# Removable Labels - best yet!



## KenS (Aug 30, 2012)

Ran out of my Avery 5164 labels, so went to Office Depot to pickup another package yesterday, as I just bottled a Cab. They had a Post-it brand label that is removable, in the same size as the Avery 5164. I took a chance and bought them.

I printed one sheet of labels, and tried them when I got home. Wow! They look great on the bottle, appear to stick really well (of course, only time will tell), yet they come off easily just like a post-it note. No residue whatsoever.

I was really disappointed with how hard the Avery glue was to remove when I want to re-use a bottle. If these stay on well over time, this is the best I can imagine for home winemakers.

Has anybody else tried them? Do they hold up well?

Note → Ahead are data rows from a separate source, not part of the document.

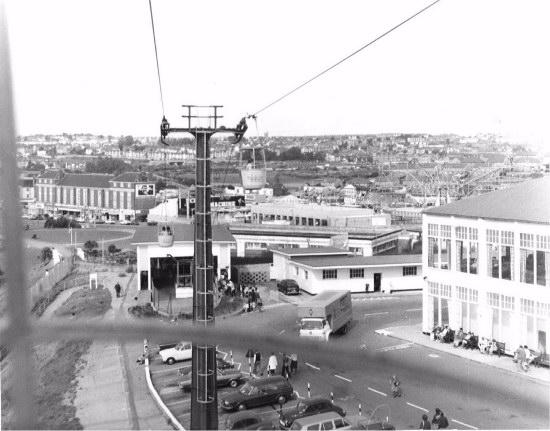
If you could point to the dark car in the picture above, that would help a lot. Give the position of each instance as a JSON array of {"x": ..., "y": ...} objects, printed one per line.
[
  {"x": 223, "y": 378},
  {"x": 257, "y": 392},
  {"x": 288, "y": 287},
  {"x": 247, "y": 421},
  {"x": 308, "y": 407}
]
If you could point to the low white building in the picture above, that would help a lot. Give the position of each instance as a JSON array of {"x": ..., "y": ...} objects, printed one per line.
[
  {"x": 487, "y": 265},
  {"x": 323, "y": 268},
  {"x": 172, "y": 266}
]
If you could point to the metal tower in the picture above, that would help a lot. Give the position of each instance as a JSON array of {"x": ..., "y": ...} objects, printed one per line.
[{"x": 204, "y": 400}]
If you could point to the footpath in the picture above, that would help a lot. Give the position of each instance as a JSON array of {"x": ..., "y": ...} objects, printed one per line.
[{"x": 112, "y": 390}]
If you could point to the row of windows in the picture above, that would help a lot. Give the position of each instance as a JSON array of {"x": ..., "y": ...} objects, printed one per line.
[
  {"x": 360, "y": 272},
  {"x": 494, "y": 300}
]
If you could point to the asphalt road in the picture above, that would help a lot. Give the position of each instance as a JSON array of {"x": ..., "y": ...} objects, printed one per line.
[{"x": 471, "y": 394}]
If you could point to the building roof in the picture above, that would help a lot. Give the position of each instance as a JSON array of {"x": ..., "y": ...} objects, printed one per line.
[
  {"x": 182, "y": 233},
  {"x": 131, "y": 177},
  {"x": 528, "y": 202},
  {"x": 85, "y": 180},
  {"x": 310, "y": 251},
  {"x": 359, "y": 261}
]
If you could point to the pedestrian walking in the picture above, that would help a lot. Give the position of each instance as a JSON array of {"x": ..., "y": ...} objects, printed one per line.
[
  {"x": 285, "y": 370},
  {"x": 293, "y": 363},
  {"x": 395, "y": 386},
  {"x": 272, "y": 365},
  {"x": 439, "y": 420},
  {"x": 257, "y": 362},
  {"x": 425, "y": 424}
]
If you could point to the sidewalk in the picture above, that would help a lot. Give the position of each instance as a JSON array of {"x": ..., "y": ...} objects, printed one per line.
[{"x": 413, "y": 334}]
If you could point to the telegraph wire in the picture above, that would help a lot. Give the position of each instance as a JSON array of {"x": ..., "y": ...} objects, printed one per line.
[
  {"x": 156, "y": 55},
  {"x": 346, "y": 58}
]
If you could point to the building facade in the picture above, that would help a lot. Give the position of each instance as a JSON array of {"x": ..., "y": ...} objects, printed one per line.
[
  {"x": 93, "y": 196},
  {"x": 486, "y": 262}
]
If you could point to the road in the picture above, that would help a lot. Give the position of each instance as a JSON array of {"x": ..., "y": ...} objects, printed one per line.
[{"x": 471, "y": 394}]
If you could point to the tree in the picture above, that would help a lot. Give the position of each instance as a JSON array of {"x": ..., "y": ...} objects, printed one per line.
[
  {"x": 46, "y": 254},
  {"x": 90, "y": 246}
]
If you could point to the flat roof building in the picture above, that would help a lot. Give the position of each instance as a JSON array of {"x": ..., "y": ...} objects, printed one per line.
[{"x": 486, "y": 262}]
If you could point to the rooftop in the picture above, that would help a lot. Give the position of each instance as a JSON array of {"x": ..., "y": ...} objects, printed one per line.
[
  {"x": 182, "y": 233},
  {"x": 528, "y": 202}
]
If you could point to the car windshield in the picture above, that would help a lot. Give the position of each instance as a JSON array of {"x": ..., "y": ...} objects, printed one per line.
[{"x": 312, "y": 324}]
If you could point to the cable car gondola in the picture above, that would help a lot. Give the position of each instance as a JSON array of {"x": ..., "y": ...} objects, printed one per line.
[{"x": 252, "y": 167}]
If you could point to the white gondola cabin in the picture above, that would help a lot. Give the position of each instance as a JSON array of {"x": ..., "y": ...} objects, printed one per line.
[{"x": 252, "y": 167}]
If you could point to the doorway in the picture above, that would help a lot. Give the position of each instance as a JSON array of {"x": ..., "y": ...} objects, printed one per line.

Here's a link on for them Amazon


----------



## olusteebus (Aug 30, 2012)

Looks interesting. Let us know how it works later. I am sure you could spray with hairspray to kinda make them water resistant.


----------



## ffemt128 (Aug 30, 2012)

Avery has the repositionable labels as well. I've used them. Liked them. Seem to bubble with the changes in temp and humidity.


----------



## roadwarriorsvt (Aug 31, 2012)

Thanks for the info. You may be on to something!


----------



## mrdillon5 (Sep 18, 2012)

KenS said:


> Ran out of my Avery 5164 labels, so went to Office Depot to pickup another package yesterday, as I just bottled a Cab. They had a Post-it brand label that is removable, in the same size as the Avery 5164. I took a chance and bought them.
> 
> I printed one sheet of labels, and tried them when I got home. Wow! They look great on the bottle, appear to stick really well (of course, only time will tell), yet they come off easily just like a post-it note. No residue whatsoever.
> 
> ...



I got both Avery 5164 and the post it notes, they both work well. I like the post it notes more 
Note- the last two batches of Post-it labels would not stay on my bottles. Looks like glue stick is needed.


----------



## shoebiedoo (Sep 18, 2012)

I have used the removable avery labels anddidnt like the results. After aging the with the wine the labels needed to be soaked anyway as they didn't come off very clean. I decided it wasn't worth the extra money.


----------



## BeerAlchemist (Sep 18, 2012)

Now if we can just convince wine makers to all use easy peel labels on their bottles .

Good tip, thanks.


----------



## Chateau Joe (Sep 28, 2012)

You may want to give these a try. They come off easy and much cheaper than the post it brand.

http://www.winemakingtalk.com/forum/f83/best-labels-ive-seen-33203/


----------